Falar sobre como cada um se comporta sexualmente é delicado, pois entramos num campo em que as pessoas não costumam ser exatamente sinceras. Gostamos de nos vangloriar de proezas que flertam mais com a fantasia do que com a realidade. E quando tudo isso se mistura com princípios religiosos, aí mesmo é que a verdade fica escondida num canto, bem acanhada. Embora exista uma quase paridade de atitudes entre homens e mulheres, ainda gravita sobre ambos um silêncio levemente constrangido e que se manifesta nas rodas de conversa. A biologia cede para que a civilização e o comportamento aceito socialmente ocupem o seu lugar. O desejo humano é extremamente complexo. Não pertencemos à categoria dos poucos animais que se aninham com o parceiro escolhido e ignoram todos os demais. O que nos alimenta é a fome pela novidade, entendida aqui como a exploração de corpos diversos, impulso que o casamento tenta conter. Na prática não é bem assim. Casais apaixonados arrulham como pombos sobre os telhados. Mas a taquicardia ao ver o ser amado arrefece ao longo do tempo. Infelizmente, pois tudo seria bem mais fácil se nossos hormônios não continuassem entrando em ebulição. Acho sublime passar a vida ao lado de alguém na mais absoluta fidelidade. Física e emocional.

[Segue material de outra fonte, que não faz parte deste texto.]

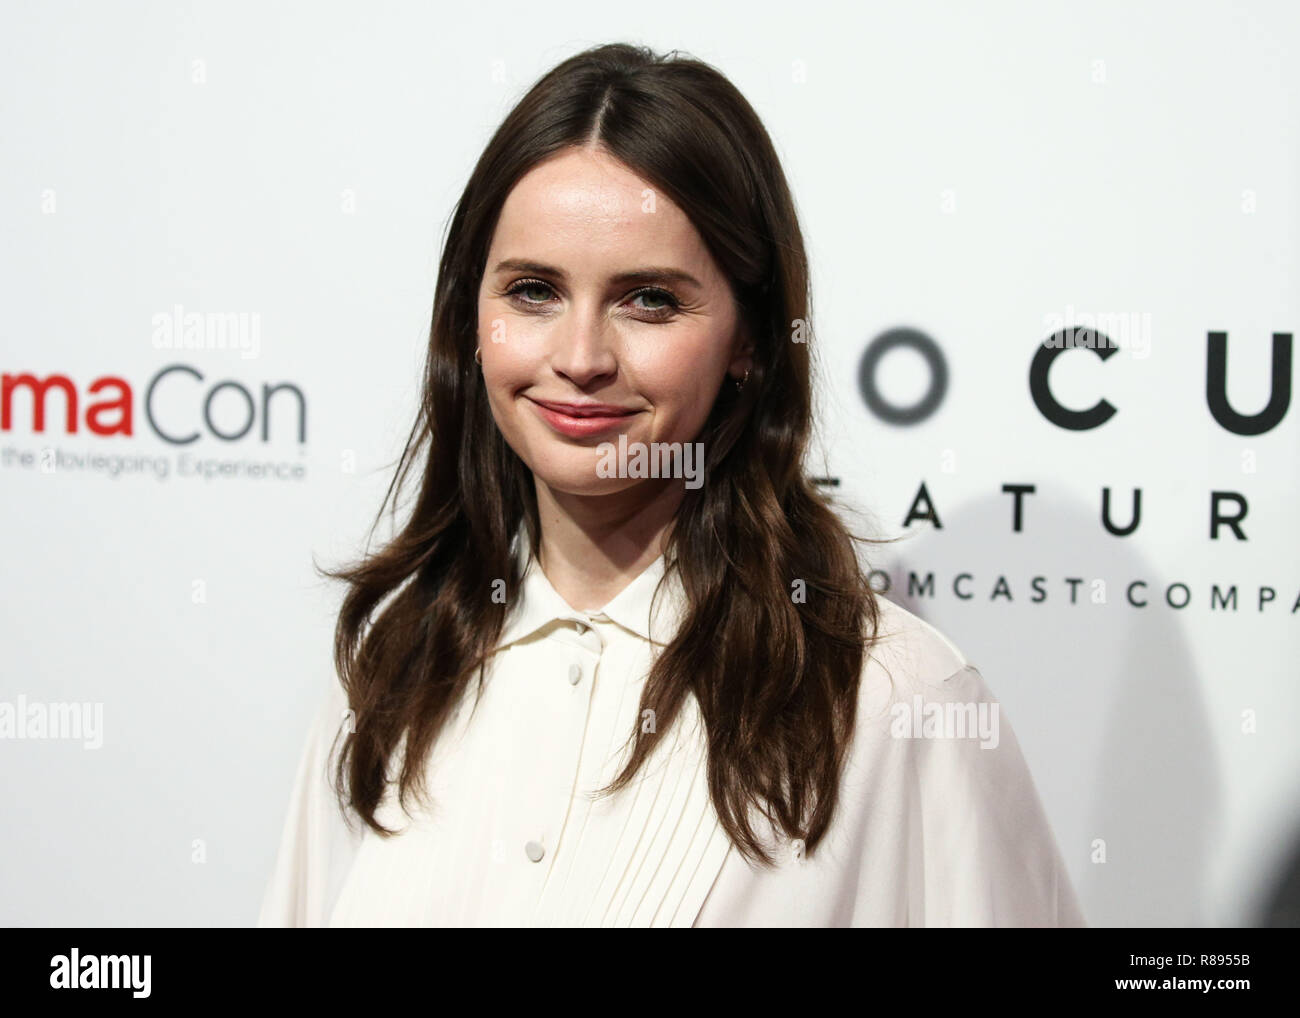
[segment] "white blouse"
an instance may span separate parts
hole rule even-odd
[[[390,762],[377,816],[398,835],[339,811],[331,747],[347,703],[330,682],[259,926],[1085,925],[996,699],[922,619],[880,598],[829,832],[811,855],[768,840],[765,870],[713,810],[693,697],[631,785],[585,794],[618,773],[633,726],[652,723],[637,714],[652,640],[669,641],[685,603],[675,575],[651,603],[663,557],[585,613],[522,531],[515,550],[530,560],[521,597],[477,706],[471,683],[435,741],[431,810],[397,809],[400,752]],[[963,712],[982,712],[982,733],[956,725]]]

Não tenho dúvida de que certos afortunados conseguem atravessar décadas envoltos numa atmosfera amorosa que ocupa todas as horas de seus dias. Alguns disfarçam usando o discurso da ambiguidade. E há os que assumem a força do apelo erótico, passando a viver segundo códigos pessoais. Se, neste caso, isso se dá a partir de um acordo tácito, sem nada ocultar do outro, não me parece justo apontar o dedo invocando princípios que funcionam muito bem na teoria. Mas só. Em resumo: cada um deve ser feliz do jeito que quer e consegue. Meu sonho de parceria perfeita é aquela em que a vigilância é substituída pela liberdade. E nela nos satisfazemos com coisas mais relevantes do que espionar as camas alheias. O fato é que não somos que nem os flamingos, um dos raros bichos a professar exclusividade eterna ao companheiro ou companheira que escolheu para si. Quando as pessoas se derem conta de que o que nos torna seres melhores não passa necessariamente pela contenção da libido e pela restrição dos parceiros, teremos dado um grande passo. Mas respeito quem pensa o contrário. Algumas coisas passam pelo condicionamento e pela domesticação.
O que está nos manuais é o ideal. No mundo das gentes, vemos violência e morte só porque ousa-se desobedecer a noção de exclusividade. Gostaria de saber como agiríamos se, criados numa ilha longínqua, não recaíssem sobre nós tantas interdições morais. É uma pena que a palavra traição ainda nos machuque tanto. Então, se você descobrir algum pequeno “deslize” envolvendo quem está ao seu lado, relaxe e culpe a biologia. Afinal, estamos apenas obedecendo ao que está escrito nos nossos gens. Melhor saciar-se do que se frustrar com o que, permanecendo na fantasia, ganha as dimensões de um gigante.